Luke-Skycrawler commented 3 months ago

Bug Description

It seems we get different matrices depending on whether the code is inside a kernel if we construct the matrix by vectors.

import warp as wp

wp.init()

a = wp.mat33(wp.vec3(1.0), wp.vec3(2.0),wp.vec3(3.0))
print(a[0])

@wp.kernel
def test():
    A = wp.mat33(wp.vec3(1.0), wp.vec3(2.0),wp.vec3(3.0))
    print(A[0])

wp.launch(test,(1))

We get (1, 1, 1) on the first print but (1,2,3) on the second.

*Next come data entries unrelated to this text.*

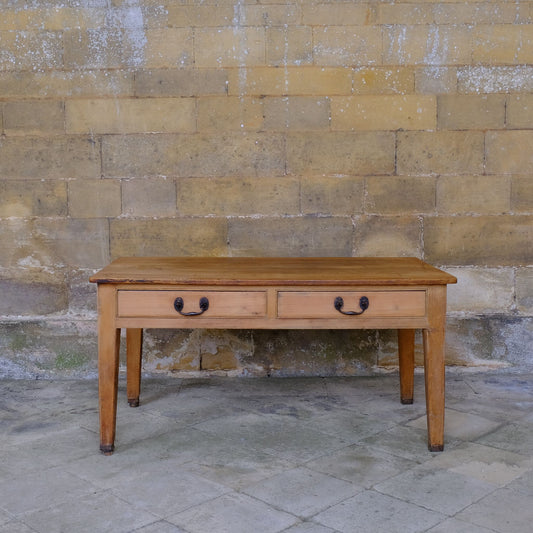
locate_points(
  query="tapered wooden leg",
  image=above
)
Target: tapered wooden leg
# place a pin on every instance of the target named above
(434, 367)
(108, 352)
(134, 338)
(406, 356)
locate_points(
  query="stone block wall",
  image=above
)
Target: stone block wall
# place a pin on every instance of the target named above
(264, 127)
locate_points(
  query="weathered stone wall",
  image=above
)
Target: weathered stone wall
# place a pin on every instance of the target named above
(268, 127)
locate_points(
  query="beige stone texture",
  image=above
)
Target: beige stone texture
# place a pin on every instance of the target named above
(150, 115)
(94, 198)
(481, 290)
(436, 80)
(392, 236)
(220, 113)
(509, 152)
(480, 195)
(400, 195)
(291, 236)
(289, 46)
(229, 48)
(520, 111)
(154, 197)
(19, 198)
(426, 45)
(63, 83)
(445, 152)
(469, 112)
(332, 196)
(383, 80)
(238, 196)
(31, 50)
(269, 14)
(296, 113)
(276, 81)
(337, 46)
(383, 112)
(49, 157)
(522, 194)
(336, 153)
(338, 13)
(481, 241)
(524, 290)
(503, 44)
(48, 243)
(199, 15)
(227, 154)
(168, 237)
(180, 82)
(34, 118)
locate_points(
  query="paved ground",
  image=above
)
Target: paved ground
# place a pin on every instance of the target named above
(268, 455)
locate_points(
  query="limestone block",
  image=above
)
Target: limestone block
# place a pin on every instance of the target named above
(296, 113)
(469, 112)
(180, 82)
(32, 292)
(291, 45)
(42, 198)
(229, 48)
(238, 196)
(383, 112)
(509, 152)
(436, 80)
(332, 196)
(383, 80)
(519, 111)
(49, 157)
(213, 154)
(481, 290)
(445, 152)
(524, 290)
(335, 153)
(522, 194)
(380, 236)
(337, 46)
(221, 113)
(63, 83)
(291, 237)
(153, 115)
(400, 195)
(168, 237)
(484, 195)
(34, 117)
(484, 241)
(94, 198)
(149, 197)
(274, 81)
(338, 13)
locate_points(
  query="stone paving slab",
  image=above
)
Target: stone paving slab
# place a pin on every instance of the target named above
(310, 455)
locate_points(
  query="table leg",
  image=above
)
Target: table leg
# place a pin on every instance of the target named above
(108, 356)
(434, 367)
(406, 356)
(134, 339)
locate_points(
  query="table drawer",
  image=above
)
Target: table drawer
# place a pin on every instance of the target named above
(308, 304)
(199, 304)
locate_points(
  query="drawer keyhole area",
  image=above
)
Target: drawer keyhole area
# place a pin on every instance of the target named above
(179, 304)
(363, 304)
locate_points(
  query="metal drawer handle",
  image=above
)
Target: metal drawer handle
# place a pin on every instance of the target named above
(363, 304)
(204, 306)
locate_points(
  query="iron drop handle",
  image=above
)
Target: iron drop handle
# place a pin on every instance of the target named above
(363, 304)
(178, 306)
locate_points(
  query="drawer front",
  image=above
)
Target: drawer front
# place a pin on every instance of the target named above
(221, 304)
(307, 304)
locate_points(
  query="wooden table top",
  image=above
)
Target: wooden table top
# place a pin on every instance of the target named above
(270, 271)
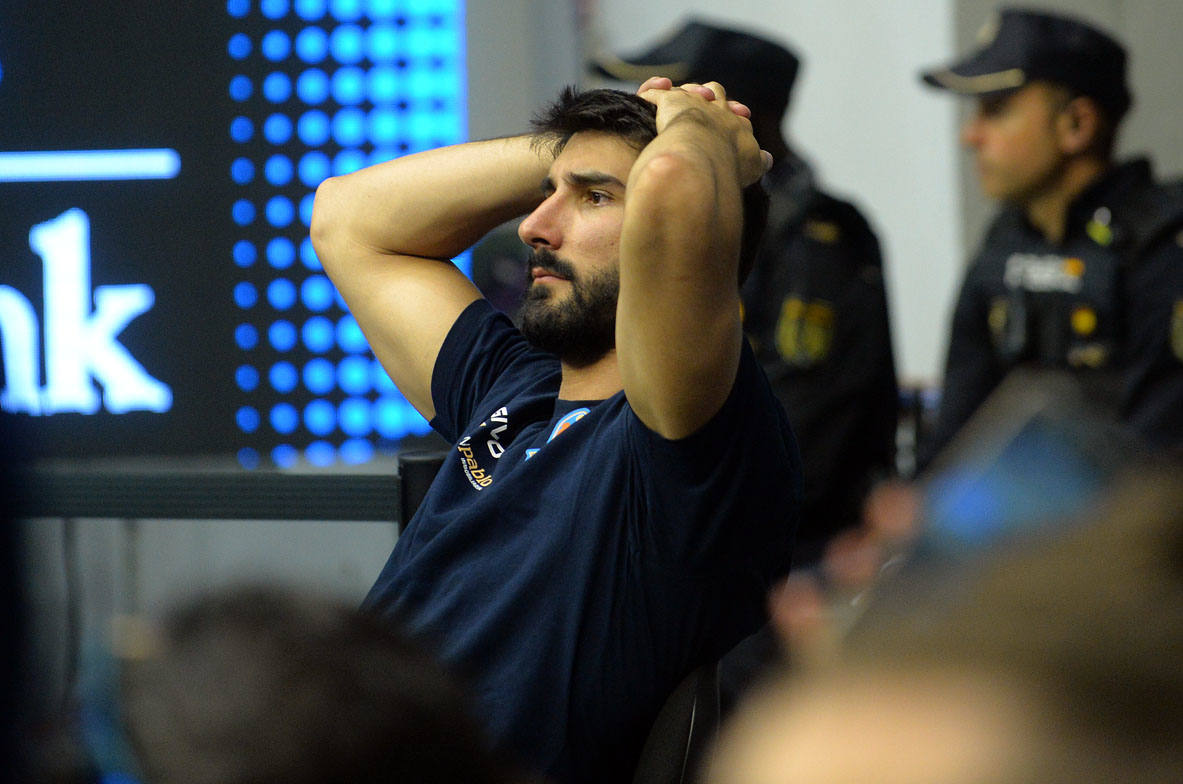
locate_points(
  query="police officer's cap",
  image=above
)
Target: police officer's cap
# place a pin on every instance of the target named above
(1020, 46)
(754, 70)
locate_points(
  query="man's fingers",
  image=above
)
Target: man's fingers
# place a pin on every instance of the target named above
(739, 109)
(699, 90)
(655, 83)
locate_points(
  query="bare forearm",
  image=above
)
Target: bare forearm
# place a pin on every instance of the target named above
(435, 203)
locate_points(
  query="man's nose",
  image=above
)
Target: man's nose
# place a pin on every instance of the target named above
(540, 228)
(971, 131)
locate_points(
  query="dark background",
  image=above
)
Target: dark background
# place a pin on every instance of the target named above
(123, 75)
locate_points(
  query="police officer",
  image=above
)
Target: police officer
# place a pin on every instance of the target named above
(814, 305)
(1083, 269)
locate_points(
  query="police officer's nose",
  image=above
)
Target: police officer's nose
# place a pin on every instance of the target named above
(971, 131)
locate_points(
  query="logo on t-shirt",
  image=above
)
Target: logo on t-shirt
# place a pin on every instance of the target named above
(561, 427)
(490, 433)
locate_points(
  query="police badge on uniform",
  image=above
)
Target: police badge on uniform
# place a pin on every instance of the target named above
(805, 331)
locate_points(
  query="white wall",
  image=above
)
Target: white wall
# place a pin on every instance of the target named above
(874, 134)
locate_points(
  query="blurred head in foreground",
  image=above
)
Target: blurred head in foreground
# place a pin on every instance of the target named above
(256, 686)
(1053, 662)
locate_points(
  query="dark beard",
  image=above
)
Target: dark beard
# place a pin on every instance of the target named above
(581, 330)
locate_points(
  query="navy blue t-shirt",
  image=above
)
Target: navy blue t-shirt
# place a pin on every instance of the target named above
(573, 564)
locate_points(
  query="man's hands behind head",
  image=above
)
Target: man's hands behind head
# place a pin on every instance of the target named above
(709, 105)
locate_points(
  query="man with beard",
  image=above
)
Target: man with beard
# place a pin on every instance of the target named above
(624, 483)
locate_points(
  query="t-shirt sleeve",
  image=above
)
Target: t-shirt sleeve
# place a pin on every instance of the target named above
(726, 496)
(482, 344)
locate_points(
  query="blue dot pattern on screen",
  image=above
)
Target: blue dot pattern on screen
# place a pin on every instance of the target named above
(323, 88)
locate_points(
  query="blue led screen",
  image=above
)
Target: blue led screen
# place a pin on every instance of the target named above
(159, 293)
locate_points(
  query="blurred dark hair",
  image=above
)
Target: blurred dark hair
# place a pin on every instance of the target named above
(634, 120)
(257, 686)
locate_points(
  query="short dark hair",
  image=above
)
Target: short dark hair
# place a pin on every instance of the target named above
(256, 685)
(634, 120)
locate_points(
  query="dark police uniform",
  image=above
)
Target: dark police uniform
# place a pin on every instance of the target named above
(1105, 304)
(815, 310)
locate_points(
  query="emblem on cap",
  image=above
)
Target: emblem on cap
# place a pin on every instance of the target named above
(989, 30)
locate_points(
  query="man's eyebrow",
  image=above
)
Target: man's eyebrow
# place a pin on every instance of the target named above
(584, 179)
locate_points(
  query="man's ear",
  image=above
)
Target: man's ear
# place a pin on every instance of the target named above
(1078, 125)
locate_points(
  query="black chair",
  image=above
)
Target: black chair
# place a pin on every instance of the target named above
(684, 731)
(417, 471)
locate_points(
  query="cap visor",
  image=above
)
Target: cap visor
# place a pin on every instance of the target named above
(976, 84)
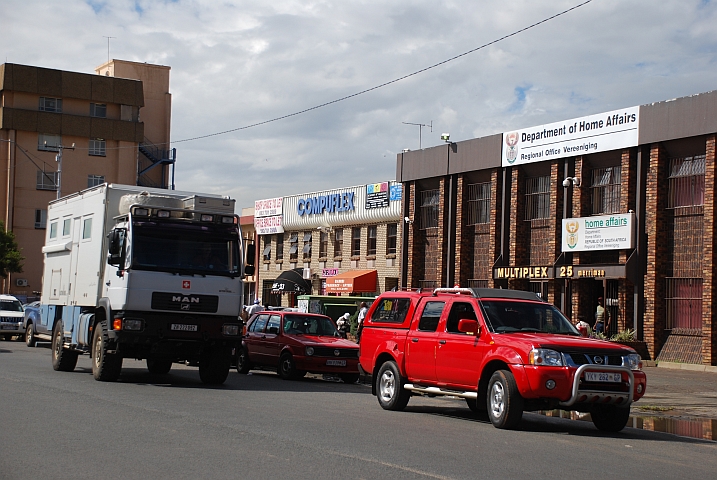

The matrix a is constructed by the rows but inside a kernel it's constructed by the columns. It would be better if they run by the same rule.

Warp 1.3.0 initialized:
   CUDA Toolkit 12.5, Driver 12.2
   Devices:
     "cpu"      : "Intel64 Family 6 Model 151 Stepping 2, GenuineIntel"
     "cuda:0"   : "NVIDIA GeForce RTX 3060" (12 GiB, sm_86, mempool enabled)
[1.0, 1.0, 1.0]
Module __main__ c767a68 load on device 'cuda:0' took 0.96 ms  (cached)
1 2 3

System Information

No response

christophercrouzet commented 3 months ago

Hi @Luke-Skycrawler, thanks for reporting this issue and apologies for any inconvenience caused!

The intention is for vectors to be row-major, so the kernel constructor is incorrect.

I'll discuss how to best tackle this issue with the team since addressing it would cause a breaking change.